The prototype should **not** try to expand inherited roles. If a user logs in as `alice` and inherits permissions from another role,
the audit filter still matches `alice`. This keeps the behavior deterministic and avoids expensive role graph lookups on the request path.
### Keyspace semantics
`audit_all_keyspaces: true` should affect any statement whose `audit_info` carries a keyspace name.
Important consequences:
- it makes `DDL` / `DML` / `QUERY` auditing effectively cluster-wide
- it does not change the existing global handling of `AUTH`, `ADMIN`, and `DCL`
- statements that naturally have no keyspace name continue to depend on their category-specific behavior
No extra schema or metadata scan is required: the request already carries the keyspace information needed for the decision.
## Backwards compatibility
This design keeps existing behavior intact:
- existing clusters that do not set `audit_roles` continue to audit all roles
- existing clusters that leave `audit_keyspaces` empty continue to audit no keyspaces
- existing explicit keyspace/table lists keep their current meaning
The feature is enabled only by a new explicit boolean, so existing `audit_keyspaces` values do not need to be reinterpreted.
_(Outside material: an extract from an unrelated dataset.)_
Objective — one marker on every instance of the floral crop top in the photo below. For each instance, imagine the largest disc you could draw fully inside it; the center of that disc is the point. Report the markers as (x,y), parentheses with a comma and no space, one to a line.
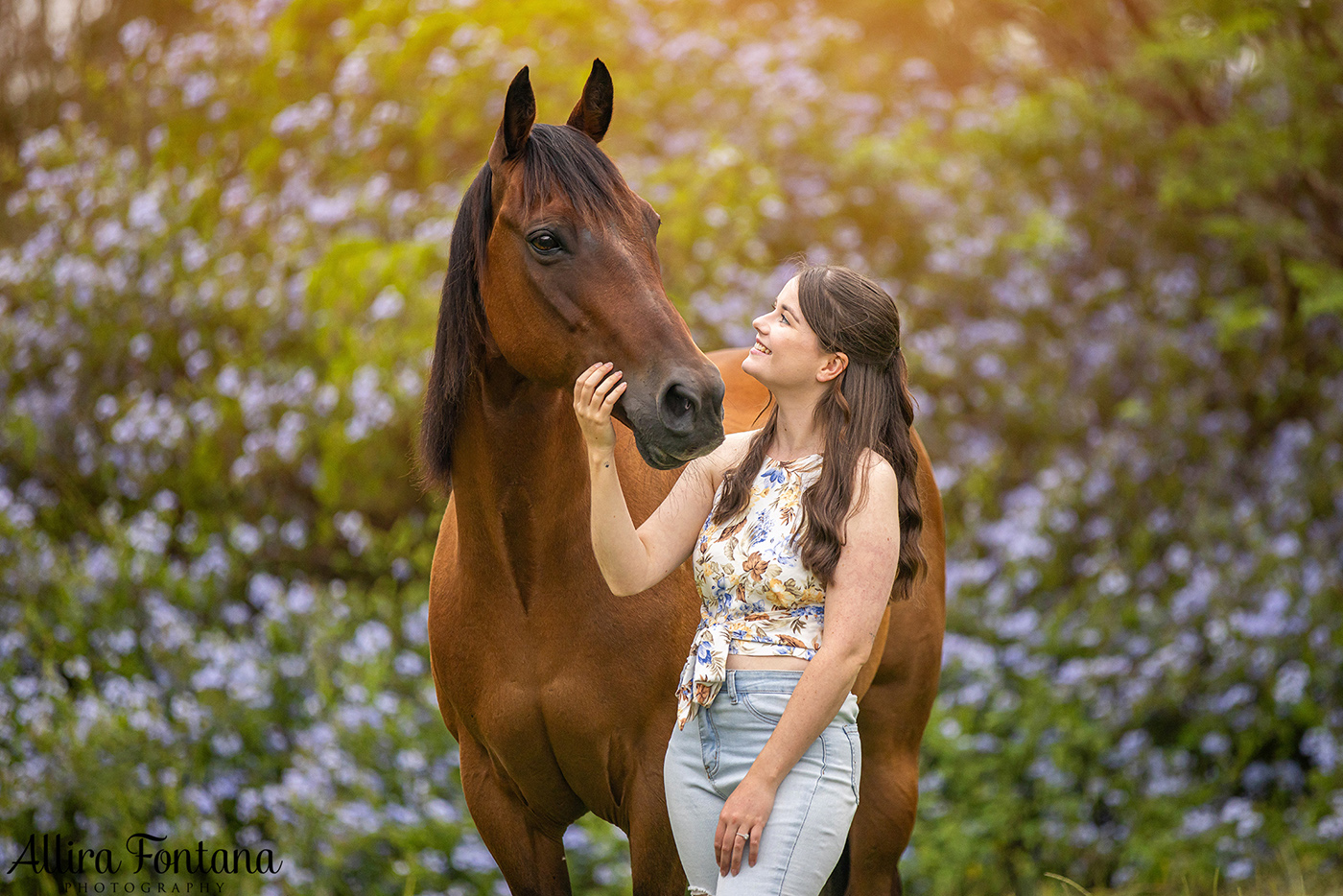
(758,597)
The only newly-invalid combination is enabling `audit_all_keyspaces` while also listing explicit keyspaces.
## Operational considerations
### Performance and volume
`audit_all_keyspaces: true` can significantly increase audit volume, especially with `QUERY` and `DML`.
The intended mitigation is to combine it with:
- a narrow `audit_categories`
- a narrow `audit_roles`
That combination gives operators a simple and cheap filter model:
- first by category
- then by role
- then by keyspace/table scope
### Live updates
`audit_roles` should follow the same live-update behavior as the current audit filters.
Changing:
- `audit_roles`
- `audit_all_keyspaces`
- `audit_keyspaces`
- `audit_tables`
- `audit_categories`
should update the in-memory selectors on all shards without restarting the node.
### Prototype limitation
Because matching is done against the authenticated session role name, `audit_roles` cannot express "audit everyone who inherits role X".
Operators must list the concrete login roles they want to audit. This is a deliberate trade-off in the prototype to keep matching cheap
and avoid role graph lookups on every audited request.
Example: if `alice` inherits permissions from `admin_role`, configuring `audit_roles: "admin_role"` would not audit requests from
`alice`; to audit those requests, `alice` itself must be listed.
### Audit table schema
No schema change is needed. The audit table already includes `username`, which is sufficient for both storage and later analysis.
## Testing plan
The prototype should extend existing audit coverage rather than introduce a separate test framework.
### Parser / unit coverage
Add focused tests for:
- empty `audit_roles`
- specific `audit_roles`
- `audit_all_keyspaces: true`
- invalid mixed configuration: `audit_all_keyspaces: true` with non-empty `audit_keyspaces`
- empty or whitespace-only keyspace lists such as `",,,"` or `" "`, which should normalize to an empty configuration and therefore audit no keyspaces
- boolean config parsing for `audit_all_keyspaces`
### Behavioral coverage
Extend the existing audit tests in `test/cluster/dtest/audit_test.py` with scenarios such as:
1. `audit_all_keyspaces: true` audits statements in multiple keyspaces without listing them explicitly
2. `audit_roles: "alice"` logs requests from `alice` but not from `bob`
3. `audit_all_keyspaces: true` + `audit_roles: "alice"` only logs `alice`'s traffic cluster-wide
4. login auditing respects `audit_roles`
5. live-updating `audit_roles` changes behavior without restart
6. setting `audit_all_keyspaces: true` together with explicit `audit_keyspaces` is rejected with a clear error
## Future evolution
This prototype is deliberately small, but it fits a broader audit-spec design if we decide to revisit that later.
In a future CQL-driven design, these two additions map naturally to triggers such as:
- `TRIGGER KEYSPACE IN *`
- `TRIGGER ROLE IN (...)`
That means the prototype is not throwaway work: it improves the current operational model immediately while keeping a clean path
toward richer audit objects in the future.